At the end of the discussion the paper explores possible astronomical implications of naturally occurring superconducting dust particles; "...superconducting particles could sustain microscopic current loops generated by transient fields and contribute to nearby magnetic fields."
That section is reproduced below.
- Are there any known phenomena that can produce "transient fields" that could induce such microscopic current loops that persist after the transient has passed? Would the transient have to be step function or could it be a pulse and return to baseline? Would it need to be electric or magnetic or could it be either?
- Have the implications of superconducting space dust been explored previously? (I'm supposing not since the authors haven't cited anything and would have probably done a thorough literature search)

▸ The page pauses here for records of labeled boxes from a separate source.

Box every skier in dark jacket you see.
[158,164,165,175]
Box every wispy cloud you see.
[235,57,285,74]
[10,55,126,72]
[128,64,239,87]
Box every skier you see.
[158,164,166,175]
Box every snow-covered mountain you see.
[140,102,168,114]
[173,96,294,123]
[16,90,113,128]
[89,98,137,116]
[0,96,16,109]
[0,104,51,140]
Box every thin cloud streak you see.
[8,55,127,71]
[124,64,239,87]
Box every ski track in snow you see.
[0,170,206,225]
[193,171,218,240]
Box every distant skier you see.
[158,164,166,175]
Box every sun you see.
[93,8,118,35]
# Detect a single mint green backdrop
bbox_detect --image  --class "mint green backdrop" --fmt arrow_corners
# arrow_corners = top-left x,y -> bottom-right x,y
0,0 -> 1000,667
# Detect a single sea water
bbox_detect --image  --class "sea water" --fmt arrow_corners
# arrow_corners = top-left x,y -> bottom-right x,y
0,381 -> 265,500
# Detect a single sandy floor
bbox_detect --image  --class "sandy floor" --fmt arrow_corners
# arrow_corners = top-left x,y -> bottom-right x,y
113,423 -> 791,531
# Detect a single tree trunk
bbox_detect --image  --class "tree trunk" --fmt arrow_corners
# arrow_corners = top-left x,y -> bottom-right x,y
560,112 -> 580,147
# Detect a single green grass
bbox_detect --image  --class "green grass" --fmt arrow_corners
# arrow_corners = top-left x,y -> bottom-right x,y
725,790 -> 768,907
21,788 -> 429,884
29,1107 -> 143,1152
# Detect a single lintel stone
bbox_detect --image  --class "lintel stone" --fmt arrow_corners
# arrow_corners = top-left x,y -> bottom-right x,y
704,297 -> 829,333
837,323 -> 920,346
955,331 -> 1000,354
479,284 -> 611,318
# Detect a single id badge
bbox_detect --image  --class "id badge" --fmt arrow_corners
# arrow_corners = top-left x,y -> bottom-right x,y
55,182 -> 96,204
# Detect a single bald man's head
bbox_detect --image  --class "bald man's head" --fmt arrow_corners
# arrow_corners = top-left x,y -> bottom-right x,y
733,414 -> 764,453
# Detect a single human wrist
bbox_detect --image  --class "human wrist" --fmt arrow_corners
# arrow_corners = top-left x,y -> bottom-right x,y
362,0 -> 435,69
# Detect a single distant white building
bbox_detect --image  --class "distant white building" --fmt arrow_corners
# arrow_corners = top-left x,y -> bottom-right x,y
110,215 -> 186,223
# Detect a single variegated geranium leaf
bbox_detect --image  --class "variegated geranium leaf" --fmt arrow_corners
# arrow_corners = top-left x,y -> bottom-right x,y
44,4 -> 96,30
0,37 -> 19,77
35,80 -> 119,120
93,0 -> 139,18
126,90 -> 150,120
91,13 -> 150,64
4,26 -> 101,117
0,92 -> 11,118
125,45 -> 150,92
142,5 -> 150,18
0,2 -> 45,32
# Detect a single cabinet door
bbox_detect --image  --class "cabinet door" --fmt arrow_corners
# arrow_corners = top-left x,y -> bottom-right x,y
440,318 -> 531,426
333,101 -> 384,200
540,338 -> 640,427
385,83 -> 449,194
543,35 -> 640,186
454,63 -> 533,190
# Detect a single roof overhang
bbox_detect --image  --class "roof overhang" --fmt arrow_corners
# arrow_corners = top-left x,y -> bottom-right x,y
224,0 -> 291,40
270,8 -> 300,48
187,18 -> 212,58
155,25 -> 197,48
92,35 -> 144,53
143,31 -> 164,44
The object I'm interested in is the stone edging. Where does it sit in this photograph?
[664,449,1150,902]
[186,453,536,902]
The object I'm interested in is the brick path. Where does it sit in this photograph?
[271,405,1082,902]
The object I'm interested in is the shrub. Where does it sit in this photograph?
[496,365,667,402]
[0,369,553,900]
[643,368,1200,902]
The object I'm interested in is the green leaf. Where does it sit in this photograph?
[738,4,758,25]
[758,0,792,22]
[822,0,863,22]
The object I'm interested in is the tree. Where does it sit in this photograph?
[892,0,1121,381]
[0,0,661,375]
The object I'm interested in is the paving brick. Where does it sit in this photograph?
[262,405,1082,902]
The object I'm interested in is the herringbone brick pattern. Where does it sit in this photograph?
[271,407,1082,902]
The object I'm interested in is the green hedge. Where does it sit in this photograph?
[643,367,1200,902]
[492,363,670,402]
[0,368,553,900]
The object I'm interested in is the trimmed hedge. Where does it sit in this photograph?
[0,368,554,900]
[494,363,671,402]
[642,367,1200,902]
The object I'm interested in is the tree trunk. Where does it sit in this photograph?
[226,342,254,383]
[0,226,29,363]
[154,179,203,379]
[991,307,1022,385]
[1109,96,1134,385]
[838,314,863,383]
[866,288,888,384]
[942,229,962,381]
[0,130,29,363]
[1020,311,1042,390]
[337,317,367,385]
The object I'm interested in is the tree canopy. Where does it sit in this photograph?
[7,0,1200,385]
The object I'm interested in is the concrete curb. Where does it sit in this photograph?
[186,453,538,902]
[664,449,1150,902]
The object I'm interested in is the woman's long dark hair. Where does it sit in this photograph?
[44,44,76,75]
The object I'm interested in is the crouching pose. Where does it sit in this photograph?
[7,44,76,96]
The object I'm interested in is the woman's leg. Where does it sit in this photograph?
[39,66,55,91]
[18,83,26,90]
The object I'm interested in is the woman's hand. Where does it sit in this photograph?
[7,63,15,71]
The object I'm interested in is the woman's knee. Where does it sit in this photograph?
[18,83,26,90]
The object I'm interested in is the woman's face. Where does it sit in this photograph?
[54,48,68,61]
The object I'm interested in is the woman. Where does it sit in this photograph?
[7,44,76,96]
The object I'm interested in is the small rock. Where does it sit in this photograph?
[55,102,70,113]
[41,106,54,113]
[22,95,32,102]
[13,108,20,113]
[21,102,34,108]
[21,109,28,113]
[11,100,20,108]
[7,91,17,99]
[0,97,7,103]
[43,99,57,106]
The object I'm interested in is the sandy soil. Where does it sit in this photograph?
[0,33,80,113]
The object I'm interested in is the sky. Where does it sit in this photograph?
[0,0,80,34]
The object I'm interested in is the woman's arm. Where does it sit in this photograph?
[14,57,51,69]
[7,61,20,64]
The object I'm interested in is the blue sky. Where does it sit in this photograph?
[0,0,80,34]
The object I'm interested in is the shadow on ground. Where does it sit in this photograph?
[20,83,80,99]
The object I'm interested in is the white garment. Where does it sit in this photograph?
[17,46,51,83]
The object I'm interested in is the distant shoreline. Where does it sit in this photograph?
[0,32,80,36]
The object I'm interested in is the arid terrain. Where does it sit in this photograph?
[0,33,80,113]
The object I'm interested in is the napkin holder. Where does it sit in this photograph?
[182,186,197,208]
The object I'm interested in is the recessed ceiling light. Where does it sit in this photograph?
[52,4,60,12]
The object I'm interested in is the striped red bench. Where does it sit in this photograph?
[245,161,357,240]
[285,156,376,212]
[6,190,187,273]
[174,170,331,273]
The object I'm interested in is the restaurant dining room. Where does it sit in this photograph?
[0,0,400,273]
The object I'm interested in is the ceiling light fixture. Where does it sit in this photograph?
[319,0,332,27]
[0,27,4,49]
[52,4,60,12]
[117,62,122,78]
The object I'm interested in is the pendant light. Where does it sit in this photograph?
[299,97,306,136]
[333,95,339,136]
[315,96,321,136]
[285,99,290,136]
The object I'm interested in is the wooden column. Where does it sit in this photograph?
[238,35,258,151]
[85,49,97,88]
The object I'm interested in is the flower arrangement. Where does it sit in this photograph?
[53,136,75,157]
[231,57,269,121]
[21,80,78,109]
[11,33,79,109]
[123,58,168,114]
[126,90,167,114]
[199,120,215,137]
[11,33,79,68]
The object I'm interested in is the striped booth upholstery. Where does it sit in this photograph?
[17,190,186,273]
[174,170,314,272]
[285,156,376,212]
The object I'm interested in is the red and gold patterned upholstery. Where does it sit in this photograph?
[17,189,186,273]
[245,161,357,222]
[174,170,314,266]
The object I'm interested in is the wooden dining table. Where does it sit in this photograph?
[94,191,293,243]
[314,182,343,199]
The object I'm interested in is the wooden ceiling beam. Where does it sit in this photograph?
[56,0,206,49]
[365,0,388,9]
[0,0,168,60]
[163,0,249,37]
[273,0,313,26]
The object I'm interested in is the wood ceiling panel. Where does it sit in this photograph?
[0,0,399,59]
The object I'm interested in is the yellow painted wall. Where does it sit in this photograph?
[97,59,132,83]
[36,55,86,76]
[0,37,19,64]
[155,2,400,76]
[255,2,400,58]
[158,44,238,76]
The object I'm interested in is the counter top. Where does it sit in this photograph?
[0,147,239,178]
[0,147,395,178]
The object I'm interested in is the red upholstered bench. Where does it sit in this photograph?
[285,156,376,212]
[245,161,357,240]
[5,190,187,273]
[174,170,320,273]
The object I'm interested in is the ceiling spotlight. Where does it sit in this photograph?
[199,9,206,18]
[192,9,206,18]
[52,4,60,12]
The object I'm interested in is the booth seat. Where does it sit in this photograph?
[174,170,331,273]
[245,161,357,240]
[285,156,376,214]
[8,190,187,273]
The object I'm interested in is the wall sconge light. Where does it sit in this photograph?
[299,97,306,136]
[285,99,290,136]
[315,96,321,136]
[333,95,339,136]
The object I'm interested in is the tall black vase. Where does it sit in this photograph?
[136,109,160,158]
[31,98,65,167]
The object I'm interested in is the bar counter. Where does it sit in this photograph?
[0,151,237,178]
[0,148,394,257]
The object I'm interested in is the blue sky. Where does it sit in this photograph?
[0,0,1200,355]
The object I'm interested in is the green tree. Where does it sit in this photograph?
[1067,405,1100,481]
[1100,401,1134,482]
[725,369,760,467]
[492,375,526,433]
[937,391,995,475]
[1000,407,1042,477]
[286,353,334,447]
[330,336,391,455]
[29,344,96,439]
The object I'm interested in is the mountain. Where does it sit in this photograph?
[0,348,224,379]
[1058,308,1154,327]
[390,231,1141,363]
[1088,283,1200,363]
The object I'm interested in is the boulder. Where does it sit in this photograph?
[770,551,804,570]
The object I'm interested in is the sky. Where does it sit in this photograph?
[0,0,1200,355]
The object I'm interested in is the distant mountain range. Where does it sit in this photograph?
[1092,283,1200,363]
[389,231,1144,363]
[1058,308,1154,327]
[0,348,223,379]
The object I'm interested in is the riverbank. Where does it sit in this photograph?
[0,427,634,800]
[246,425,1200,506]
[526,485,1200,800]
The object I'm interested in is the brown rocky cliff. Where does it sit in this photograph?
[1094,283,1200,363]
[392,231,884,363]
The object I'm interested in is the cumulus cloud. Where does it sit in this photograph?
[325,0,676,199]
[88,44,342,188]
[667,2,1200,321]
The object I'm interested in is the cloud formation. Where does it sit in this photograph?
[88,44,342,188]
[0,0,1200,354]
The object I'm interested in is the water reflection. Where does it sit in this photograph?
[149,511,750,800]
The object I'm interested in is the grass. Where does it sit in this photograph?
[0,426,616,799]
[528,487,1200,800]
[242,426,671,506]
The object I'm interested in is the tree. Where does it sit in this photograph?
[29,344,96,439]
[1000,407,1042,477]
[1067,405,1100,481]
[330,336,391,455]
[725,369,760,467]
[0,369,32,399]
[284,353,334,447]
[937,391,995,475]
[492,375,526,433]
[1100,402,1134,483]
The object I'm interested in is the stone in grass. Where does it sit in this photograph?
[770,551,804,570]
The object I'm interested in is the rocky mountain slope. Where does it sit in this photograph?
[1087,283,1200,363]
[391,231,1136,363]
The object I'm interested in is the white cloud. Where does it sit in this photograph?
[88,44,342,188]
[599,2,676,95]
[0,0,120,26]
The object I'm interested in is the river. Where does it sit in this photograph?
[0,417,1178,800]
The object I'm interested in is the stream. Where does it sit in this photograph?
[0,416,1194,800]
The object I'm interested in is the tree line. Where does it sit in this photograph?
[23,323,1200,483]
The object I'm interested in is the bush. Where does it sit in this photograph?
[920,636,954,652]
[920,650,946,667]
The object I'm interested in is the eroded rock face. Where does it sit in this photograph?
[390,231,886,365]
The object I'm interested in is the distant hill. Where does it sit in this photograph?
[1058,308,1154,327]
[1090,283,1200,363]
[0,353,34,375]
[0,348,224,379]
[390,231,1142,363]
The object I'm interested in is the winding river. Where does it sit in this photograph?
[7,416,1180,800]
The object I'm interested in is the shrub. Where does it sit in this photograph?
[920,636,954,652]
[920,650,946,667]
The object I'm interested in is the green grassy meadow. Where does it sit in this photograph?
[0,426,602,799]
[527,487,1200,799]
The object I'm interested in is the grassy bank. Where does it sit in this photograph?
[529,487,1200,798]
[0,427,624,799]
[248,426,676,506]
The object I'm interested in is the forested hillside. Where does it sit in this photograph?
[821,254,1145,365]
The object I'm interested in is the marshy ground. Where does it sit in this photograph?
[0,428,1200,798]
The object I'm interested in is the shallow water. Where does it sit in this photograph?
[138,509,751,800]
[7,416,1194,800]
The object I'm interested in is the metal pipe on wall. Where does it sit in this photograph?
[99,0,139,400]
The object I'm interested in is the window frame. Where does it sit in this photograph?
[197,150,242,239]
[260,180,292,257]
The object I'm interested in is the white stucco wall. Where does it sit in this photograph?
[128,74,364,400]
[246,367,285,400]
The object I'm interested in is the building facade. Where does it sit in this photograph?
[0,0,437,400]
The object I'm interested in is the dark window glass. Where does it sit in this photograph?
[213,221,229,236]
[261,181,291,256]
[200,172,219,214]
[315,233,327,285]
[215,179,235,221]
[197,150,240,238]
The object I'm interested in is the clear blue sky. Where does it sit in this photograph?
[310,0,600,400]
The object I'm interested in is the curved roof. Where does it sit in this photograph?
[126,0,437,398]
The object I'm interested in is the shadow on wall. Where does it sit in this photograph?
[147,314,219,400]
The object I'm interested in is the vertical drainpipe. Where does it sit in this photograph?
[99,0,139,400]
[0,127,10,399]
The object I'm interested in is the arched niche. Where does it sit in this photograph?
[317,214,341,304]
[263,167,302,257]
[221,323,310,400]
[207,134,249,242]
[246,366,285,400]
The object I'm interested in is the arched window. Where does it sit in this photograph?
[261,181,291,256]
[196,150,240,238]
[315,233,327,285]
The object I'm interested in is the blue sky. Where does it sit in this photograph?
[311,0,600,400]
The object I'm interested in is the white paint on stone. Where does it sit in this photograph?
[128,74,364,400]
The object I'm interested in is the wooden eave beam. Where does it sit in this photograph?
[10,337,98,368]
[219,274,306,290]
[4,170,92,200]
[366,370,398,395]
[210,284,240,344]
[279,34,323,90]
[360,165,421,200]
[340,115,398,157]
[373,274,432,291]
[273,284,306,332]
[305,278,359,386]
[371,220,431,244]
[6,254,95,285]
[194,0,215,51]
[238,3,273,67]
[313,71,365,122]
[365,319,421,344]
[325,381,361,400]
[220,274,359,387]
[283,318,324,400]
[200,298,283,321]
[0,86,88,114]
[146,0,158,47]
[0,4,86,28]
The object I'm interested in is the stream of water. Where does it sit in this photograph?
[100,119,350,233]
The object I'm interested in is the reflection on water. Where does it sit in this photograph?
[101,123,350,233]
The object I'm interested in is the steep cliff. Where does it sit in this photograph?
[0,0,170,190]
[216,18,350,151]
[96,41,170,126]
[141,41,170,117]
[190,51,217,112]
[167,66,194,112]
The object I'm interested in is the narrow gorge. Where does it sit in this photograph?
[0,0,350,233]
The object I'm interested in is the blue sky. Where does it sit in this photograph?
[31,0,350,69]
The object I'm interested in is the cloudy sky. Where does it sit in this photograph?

While these nonchondritic meteorites do not carry a history of the interstellar medium (1), the fact that these phases can form naturally in macroscopic grains shows that there exists a natural process that can create these phases. This suggests the possibility that superconducting material phases could also be found in interstellar grains deep within the coldest regions of space, where these phases would be in a superconducting state. For example, cold, dense molecular clouds have typical temperatures as low as 10 K (29), but in regions with particularly low ultraviolet stellar radiation, temperatures are estimated to be as low as 5 K (30) or even colder (31). In unusual parts of space, temperatures can be even lower (32). The superconducting phases detected in these meteorites would be superconducting in these regions. Furthermore, other metallic alloys have been shown to have critical temperatures above 10 K (33, 34), which could exist naturally if they could be created in similar conditions to the phases detected in this manuscript.
Superconducting particles within cold regions of space could have implications on the structure of stellar objects. Specifically, superconducting particles could sustain microscopic current loops generated by transient fields and contribute to nearby magnetic fields. The origins of some magnetic fields, such as those observed in giant molecular clouds (35), are not well understood. Whether or not naturally superconducting phases would have any significant effect would depend on the critical temperature and quantity of such phases, and therefore deserves further study. There is an aggressive expansion of research and new missions to space, searching for new materials in extraterrestrial objects. This study suggests that the search for naturally occurring superconducting grains and their roles in astronomical objects should be a new component of such research.